How can I filter the lines when loading in the Pandas read_csv function?

How can I filter which CSV lines are loaded into memory using pandas? This is similar to the option you need to find in read_csv . Did I miss something?

Example: we have a CSV with a timestamp column, and we would like to load only rows with a timestamp that exceeds a given constant.

+64
pandas
Nov 30 '12 at 18:38
source share
5 answers

Unable to filter lines before loading CSV file into pandas object.

You can either upload the file and then filter using df[df['field'] > constant] , or if you have a very large file and are worried about running out of memory, then use an iterator and apply a filter as you combine the pieces of your file, for example:

 import pandas as pd iter_csv = pd.read_csv('file.csv', iterator=True, chunksize=1000) df = pd.concat([chunk[chunk['field'] > constant] for chunk in iter_csv]) 

You can change chunksize according to available memory. See here for more details.

+115
Nov 30 '12 at 21:31
source share

I did not find a direct way to do this in the context of read_csv . However, read_csv returns a DataFrame that can be filtered by selecting rows by the logical vector df[bool_vec] :

 filtered = df[(df['timestamp'] > targettime)] 

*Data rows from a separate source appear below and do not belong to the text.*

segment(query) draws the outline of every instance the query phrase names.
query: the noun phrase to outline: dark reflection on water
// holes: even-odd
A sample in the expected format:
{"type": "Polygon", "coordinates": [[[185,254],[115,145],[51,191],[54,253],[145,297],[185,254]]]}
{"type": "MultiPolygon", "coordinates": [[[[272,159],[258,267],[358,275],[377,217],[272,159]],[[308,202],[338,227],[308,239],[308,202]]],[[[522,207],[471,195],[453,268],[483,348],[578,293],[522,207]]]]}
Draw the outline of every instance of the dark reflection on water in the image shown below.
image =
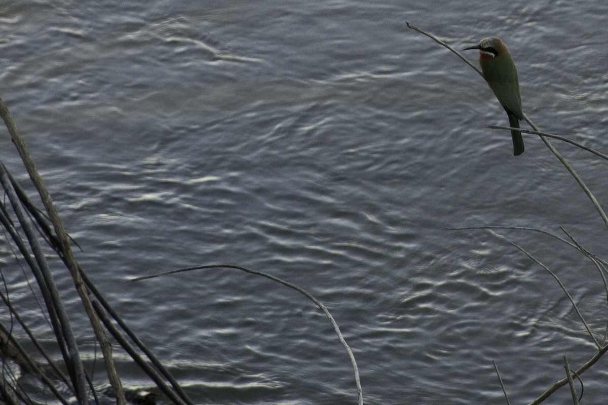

This is the selection of all rows in df (it is assumed that df is any DataFrame, such as the result of a read_csv call that at least contains a datetime column timestamp ) for which the values ​​in the timestamp column are greater than the target time value. Related questions .

+7
Nov 30 '12 at 19:43
source share

You can specify the nrows parameter.

import pandas as pd df = pd.read_csv('file.csv', nrows=100)

This code works well in version 0.20.3.

+2
Nov 12 '18 at 5:59
source share

If you are using Linux, you can use grep.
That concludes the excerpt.